A strange performance issue

Question

Post reply

A strange performance issue

Viewing 15 posts - 16 through 30 (of 41 total)

You must be logged in to reply to this topic. Login to reply

GregoryAJackson SSCrazy Points: 2794 More actions · Answer 1

GregoryAJackson

SSCrazy

Points: 2794

May 12, 2008 at 6:13 pm

#814170

Exactly what I was thinking.

some IO concurrency issues....

gaj

Gregory A Jackson MBA, CSM

Jeff Moden SSC Guru Points: 1000539 More actions · Answer 2

Just an opinion... auto grow of 1MB is too small and auto grow of 10% will create 73 fragments just getting to 1 gig from the default starting size of 1MB. On small systems, I'd set auto grow to a minimum of 250MB and then I'd never let it catch me by surprise. I'd monitor it's growth for a month and then, while continuing to monitor, plan the grow to manually occur at quiet times. I'd also do the same with TempDB... plan it's size and set it up for that size +20% on boot. It's just not worth having auto grow take you buy surprise.

--Jeff Moden

RBAR is pronounced "ree-bar" and is a "Modenism" for Row-By-Agonizing-Row.
First step towards the paradigm shift of writing Set Based code:
________Stop thinking about what you want to do to a ROW... think, instead, of what you want to do to a COLUMN.
"Change is inevitable... change for the better is not".

Helpful Links:
How to post code problems
How to Post Performance Problems
Create a Tally Function (fnTally)
Intro to Tally Tables and Functions

Gail Shaw SSC Guru Points: 1004494 More actions · Answer 3

jeff.williams3188 (5/12/2008)

Off the top of my head, I would suspect that you are seeing the checkpoint operation in action.

Sounds very plausable.

At the times that the disk queue length goes up, what happens to the following counters?

Physical Disk reads/sec

Physical Disk writes/sec

Physical Disk avg sec/read

Physical Disk avg sec/write

Physical disk % idle time.

Track them separatly for different disks.

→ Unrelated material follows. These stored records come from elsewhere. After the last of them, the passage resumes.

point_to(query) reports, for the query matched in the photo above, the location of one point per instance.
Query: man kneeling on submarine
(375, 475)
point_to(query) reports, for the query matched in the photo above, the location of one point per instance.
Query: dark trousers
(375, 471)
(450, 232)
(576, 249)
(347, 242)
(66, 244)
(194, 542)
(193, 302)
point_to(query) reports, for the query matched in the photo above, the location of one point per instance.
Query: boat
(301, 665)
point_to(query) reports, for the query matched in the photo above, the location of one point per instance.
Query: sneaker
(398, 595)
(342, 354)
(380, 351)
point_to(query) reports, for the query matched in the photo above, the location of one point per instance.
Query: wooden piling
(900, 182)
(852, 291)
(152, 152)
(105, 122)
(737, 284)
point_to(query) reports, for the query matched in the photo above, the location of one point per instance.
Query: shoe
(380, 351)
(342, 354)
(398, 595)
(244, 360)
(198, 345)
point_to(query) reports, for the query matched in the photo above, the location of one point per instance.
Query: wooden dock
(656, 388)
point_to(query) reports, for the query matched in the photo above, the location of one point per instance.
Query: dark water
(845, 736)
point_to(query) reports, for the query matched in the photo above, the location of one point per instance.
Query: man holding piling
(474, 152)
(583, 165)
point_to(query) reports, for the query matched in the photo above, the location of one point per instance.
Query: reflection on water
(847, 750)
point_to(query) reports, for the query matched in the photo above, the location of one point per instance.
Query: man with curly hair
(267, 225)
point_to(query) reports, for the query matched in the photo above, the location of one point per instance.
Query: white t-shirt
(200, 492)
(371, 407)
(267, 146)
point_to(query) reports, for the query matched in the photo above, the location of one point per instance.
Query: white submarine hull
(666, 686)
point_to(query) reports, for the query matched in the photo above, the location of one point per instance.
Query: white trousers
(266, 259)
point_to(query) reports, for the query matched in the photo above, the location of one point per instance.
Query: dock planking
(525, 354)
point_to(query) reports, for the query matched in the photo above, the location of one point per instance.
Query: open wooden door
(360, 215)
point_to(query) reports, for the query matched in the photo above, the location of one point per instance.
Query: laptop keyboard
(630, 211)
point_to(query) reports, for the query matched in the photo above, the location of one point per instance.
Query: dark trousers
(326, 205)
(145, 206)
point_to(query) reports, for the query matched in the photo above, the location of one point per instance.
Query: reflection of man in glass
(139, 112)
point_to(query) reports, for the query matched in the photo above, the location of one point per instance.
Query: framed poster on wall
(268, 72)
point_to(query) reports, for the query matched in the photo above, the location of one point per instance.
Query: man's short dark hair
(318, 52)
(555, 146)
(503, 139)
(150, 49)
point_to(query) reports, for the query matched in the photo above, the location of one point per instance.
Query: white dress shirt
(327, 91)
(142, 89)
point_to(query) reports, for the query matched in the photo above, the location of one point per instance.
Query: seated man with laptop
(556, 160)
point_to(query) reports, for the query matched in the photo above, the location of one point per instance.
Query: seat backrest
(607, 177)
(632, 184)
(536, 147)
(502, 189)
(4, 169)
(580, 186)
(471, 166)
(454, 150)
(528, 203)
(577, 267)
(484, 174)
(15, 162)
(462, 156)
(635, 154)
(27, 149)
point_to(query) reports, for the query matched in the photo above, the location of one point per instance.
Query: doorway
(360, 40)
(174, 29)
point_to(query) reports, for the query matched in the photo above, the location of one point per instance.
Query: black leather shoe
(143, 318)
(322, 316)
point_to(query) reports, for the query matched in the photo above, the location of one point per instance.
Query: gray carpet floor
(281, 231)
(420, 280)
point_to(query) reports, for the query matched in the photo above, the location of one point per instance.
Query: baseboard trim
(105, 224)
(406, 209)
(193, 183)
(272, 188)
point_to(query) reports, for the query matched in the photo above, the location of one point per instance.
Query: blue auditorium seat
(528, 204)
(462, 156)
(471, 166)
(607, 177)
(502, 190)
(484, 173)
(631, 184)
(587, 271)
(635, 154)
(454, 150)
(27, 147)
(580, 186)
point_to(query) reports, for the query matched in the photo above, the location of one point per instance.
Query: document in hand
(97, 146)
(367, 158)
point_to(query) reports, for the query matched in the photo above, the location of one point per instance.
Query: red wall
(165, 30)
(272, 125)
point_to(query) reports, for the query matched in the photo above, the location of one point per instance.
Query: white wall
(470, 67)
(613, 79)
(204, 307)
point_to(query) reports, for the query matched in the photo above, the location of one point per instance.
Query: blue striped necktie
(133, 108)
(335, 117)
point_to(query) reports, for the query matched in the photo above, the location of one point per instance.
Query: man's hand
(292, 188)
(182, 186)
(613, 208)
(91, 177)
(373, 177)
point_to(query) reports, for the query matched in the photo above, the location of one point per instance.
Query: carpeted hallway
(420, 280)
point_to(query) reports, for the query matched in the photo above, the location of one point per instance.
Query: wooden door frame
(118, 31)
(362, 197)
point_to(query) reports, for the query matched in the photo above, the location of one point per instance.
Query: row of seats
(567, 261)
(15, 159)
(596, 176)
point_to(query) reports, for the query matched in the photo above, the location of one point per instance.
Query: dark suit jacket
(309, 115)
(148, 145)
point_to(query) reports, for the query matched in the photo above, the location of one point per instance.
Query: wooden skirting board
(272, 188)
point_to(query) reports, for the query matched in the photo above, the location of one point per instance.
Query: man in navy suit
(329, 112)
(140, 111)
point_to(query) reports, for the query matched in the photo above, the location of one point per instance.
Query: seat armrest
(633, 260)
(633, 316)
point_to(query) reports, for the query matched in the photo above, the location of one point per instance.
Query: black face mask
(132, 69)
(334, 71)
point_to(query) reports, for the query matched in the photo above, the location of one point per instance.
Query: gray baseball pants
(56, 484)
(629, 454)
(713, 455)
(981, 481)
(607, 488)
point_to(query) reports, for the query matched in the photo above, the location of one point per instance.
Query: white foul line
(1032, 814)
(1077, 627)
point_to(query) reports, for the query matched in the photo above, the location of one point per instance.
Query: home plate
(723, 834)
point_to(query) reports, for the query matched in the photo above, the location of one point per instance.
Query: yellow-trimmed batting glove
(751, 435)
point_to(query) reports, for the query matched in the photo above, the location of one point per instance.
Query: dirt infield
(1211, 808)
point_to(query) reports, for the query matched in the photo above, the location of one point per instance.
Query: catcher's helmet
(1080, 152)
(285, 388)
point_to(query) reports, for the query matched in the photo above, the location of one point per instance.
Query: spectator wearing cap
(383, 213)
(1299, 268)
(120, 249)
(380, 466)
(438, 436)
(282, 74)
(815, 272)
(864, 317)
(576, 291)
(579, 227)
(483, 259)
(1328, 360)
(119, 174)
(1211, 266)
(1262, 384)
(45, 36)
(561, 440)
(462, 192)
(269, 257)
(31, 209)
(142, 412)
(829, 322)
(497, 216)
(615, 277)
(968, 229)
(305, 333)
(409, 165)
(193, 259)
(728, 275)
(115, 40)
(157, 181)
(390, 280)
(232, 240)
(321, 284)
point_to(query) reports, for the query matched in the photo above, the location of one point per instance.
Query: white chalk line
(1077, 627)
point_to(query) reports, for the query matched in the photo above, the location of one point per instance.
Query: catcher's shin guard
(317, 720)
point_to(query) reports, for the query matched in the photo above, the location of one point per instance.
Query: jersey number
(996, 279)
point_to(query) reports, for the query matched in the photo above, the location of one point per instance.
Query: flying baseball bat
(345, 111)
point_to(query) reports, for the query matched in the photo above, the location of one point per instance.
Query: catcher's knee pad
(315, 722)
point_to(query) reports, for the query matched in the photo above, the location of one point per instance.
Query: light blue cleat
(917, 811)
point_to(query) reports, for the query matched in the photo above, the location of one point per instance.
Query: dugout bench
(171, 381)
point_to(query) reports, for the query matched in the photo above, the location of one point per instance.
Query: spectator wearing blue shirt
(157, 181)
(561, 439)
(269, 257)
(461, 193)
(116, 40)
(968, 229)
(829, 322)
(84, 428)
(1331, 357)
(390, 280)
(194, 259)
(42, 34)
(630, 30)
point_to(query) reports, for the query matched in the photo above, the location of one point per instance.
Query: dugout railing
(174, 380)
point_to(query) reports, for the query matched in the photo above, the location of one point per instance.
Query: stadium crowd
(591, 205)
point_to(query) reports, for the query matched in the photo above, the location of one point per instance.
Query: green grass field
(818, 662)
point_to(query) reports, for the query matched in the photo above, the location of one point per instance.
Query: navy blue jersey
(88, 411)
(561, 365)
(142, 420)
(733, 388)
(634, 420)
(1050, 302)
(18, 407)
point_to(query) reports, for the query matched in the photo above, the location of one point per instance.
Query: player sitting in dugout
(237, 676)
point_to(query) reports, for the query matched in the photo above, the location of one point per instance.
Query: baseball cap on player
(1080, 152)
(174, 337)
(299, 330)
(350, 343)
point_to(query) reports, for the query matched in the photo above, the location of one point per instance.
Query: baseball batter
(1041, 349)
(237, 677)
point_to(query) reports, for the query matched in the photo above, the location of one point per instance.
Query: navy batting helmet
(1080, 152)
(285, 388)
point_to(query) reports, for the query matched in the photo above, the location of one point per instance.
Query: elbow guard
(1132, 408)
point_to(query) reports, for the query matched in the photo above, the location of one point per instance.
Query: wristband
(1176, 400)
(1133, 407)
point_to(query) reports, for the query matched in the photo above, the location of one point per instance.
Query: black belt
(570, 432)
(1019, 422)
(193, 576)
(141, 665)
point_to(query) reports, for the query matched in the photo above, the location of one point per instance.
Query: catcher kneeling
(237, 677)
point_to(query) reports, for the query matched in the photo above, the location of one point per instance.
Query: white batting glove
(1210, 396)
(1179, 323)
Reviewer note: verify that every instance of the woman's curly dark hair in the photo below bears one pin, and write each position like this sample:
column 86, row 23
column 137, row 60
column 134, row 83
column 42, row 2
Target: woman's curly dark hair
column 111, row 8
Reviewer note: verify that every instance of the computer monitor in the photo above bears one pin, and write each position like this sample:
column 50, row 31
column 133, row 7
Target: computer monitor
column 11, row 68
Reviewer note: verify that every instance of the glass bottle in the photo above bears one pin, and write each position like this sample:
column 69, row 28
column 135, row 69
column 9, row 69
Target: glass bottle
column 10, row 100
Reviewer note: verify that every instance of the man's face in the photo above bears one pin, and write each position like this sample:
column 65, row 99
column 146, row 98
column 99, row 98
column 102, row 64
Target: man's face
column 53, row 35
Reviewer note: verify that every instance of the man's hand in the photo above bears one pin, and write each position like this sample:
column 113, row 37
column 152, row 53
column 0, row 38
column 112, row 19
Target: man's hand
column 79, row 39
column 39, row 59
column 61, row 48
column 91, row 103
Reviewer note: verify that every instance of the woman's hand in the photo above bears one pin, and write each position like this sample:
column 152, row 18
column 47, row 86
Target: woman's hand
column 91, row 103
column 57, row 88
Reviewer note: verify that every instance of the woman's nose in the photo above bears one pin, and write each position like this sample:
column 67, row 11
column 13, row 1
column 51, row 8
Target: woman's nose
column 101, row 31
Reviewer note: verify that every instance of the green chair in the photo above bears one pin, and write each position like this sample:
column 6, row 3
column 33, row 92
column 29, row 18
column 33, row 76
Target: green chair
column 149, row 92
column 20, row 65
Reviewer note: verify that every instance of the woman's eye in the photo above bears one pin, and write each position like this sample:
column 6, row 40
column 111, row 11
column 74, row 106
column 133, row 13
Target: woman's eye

What kind of IO system are you on?

How many physical devices?

Where are the following:

TempDB data file?

User DB data file?

User DB log file?

Windows swap file? (probably C: )

Gail Shaw
Microsoft Certified Master: SQL Server, MVP, M.Sc (Comp Sci)
SQL In The Wild: Discussions on DB performance with occasional diversions into recoverability

We walk in the dark places no others will enter
We stand on the bridge and no one may pass

Jamie Julius Right there with Babe Points: 726 More actions · Answer 4

Thanks to all of you who have shared your ideas and suggestions over the last few hours.

Some comments:

1. Some of you suggested that perhaps an external process is responsible for the IO problem, which would then affect SQL Server's performance. This is not the case. I have used Sysinternal's Process Monitor to see which process is creating the disk activity and it is definitely sqlservr.exe (see http://docs.google.com/Doc?id=df68tp5_3dgq2d4kx). Note the 7 minute interval between the spikes. Also, as noted in the original post, this interval becomes shorter in proportion to the amount of DB activity. It's as if SQL Server is buffering writes of some sort and when something fills up it goes to the disk in a burst, which causes the spike.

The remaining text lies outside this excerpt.